As part of the annual Indiana University – Bloomington Gill Centre for Biomolecular Science Symposium, McNaughton, the Alberta Innovates – Health Solutions (AIHS) Polaris Research Chair at the Department of Neuroscience and Canadian Center for Behavioural Neuroscience (CCBN), will receive the 2013 Gill Award for his significant contributions to neuroscience research.
He will also deliver a keynote address to the 300 delegates who attend the event each year from around the world.
McNaughton joined the University of Lethbridge in 2008, moving his research program from the University of Arizona to the Canadian Centre for Behavioural Neuroscience (CCBN) at the University of Lethbridge.
His research focuses on how brain cells process information and form memories, and how those processes are altered by aging, trauma or substance abuse.
McNaughton is the first scientist to win the $10 million Alberta Heritage Foundation for Medical Research (now Alberta Innovates – Health Solutions (AIHS)) Polaris Award, the richest health research award in Canada. The AIHS award of $10 million was matched by the University of Lethbridge and the Informatics Circle of Research Excellence (ICORE) for a total investment of $20 million into McNaughton's research and the CCBN.
There are presently 56 researchers on McNaughton’s Polaris team at the CCBN, including principal investigators, doctoral and post-doctoral researchers, masters and undergraduate students, and a team of technicians.
According to Gerry Oxford, executive director of the Stark Neurosciences Research Institute and professor of pharmacology and toxicology at the IU School of Medicine, McNaughton has provided definitive experimental evidence for the concept that consolidation of memory -- in this case the memory of an individual journey in space -- was facilitated by repetitive "replay" of the hippocampal neuronal activity that occurred during the actual experience.
"His scientific accomplishments are extraordinary and broad, but with a relentless focus on understanding cognitive function through the dynamics of functional brain circuitry," Oxford said.
Gill Symposium organizers will also acknowledge the achievements of Dr. Loren M. Frank, associate professor of the University of California San Francisco Center for Integrative Neuroscience and Department of Physiology, who is receiving this year’s Gill Young Investigator Award. His findings have broken new ground concerning memory formation and wakefulness.

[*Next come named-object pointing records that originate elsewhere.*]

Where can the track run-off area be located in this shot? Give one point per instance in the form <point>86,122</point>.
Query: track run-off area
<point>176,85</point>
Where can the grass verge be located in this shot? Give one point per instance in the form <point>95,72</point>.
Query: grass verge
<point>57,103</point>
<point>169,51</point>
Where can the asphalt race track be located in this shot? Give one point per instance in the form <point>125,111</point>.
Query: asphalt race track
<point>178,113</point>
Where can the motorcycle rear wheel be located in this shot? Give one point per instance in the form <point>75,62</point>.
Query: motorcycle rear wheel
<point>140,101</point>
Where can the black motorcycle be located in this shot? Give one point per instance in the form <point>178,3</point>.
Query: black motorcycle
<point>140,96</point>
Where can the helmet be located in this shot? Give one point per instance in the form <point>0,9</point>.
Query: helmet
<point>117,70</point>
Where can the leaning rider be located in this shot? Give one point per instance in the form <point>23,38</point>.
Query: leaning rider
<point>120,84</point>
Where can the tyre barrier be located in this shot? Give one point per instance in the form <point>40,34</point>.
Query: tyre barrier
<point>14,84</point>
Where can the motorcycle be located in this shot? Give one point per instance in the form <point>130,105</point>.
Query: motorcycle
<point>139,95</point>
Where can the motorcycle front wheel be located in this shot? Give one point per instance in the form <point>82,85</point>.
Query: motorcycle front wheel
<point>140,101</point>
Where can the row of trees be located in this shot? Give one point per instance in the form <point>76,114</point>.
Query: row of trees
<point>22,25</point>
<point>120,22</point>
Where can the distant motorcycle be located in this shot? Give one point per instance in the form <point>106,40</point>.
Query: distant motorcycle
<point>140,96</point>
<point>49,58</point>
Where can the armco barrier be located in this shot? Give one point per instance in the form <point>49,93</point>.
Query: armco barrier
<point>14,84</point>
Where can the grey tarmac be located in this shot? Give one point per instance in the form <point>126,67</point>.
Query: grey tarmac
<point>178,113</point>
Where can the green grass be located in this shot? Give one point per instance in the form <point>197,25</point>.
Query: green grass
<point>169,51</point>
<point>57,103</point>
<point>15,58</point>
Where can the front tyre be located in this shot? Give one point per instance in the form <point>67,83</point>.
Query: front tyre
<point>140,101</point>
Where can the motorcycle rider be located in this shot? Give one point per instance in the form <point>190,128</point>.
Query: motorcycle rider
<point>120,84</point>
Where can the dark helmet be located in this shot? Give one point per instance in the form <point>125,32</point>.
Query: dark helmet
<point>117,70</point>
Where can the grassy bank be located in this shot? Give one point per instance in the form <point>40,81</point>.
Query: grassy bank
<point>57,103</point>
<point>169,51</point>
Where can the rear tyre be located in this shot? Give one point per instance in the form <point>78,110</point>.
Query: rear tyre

For more information about the Gill Symposium or the Gill Center please contact Misty Theodore at 812-856-1930 or email@example.com.
To speak with Professor McNaughton, contact Amanda Mauthe-Kaddoura at 403-332-4099 or firstname.lastname@example.org.
Professor Frank can be reached at 415-502-7357 or email@example.com.
For additional information, please visit the Gill Symposium website: http://news.indiana.edu/releases/iu/university-wide/2013/09/2013-gill-awards.shtml
About the Linda and Jack Gill Center for Biomolecular Science
The Linda and Jack Gill Center for Biomolecular Science, which is part of the College of Arts and Sciences at IU Bloomington, was established by a generous gift from Linda and Jack Gill to advance the understanding of complex biological processes and to train the next generation of scientists in biomolecular measurements, especially in the field of neuroscience. Members and collaborators include faculty from IU's departments of Biology, Chemistry, Molecular and Cellular Biochemistry, Physics, Psychological and Brain Sciences, Neuroscience and the School of Medicine.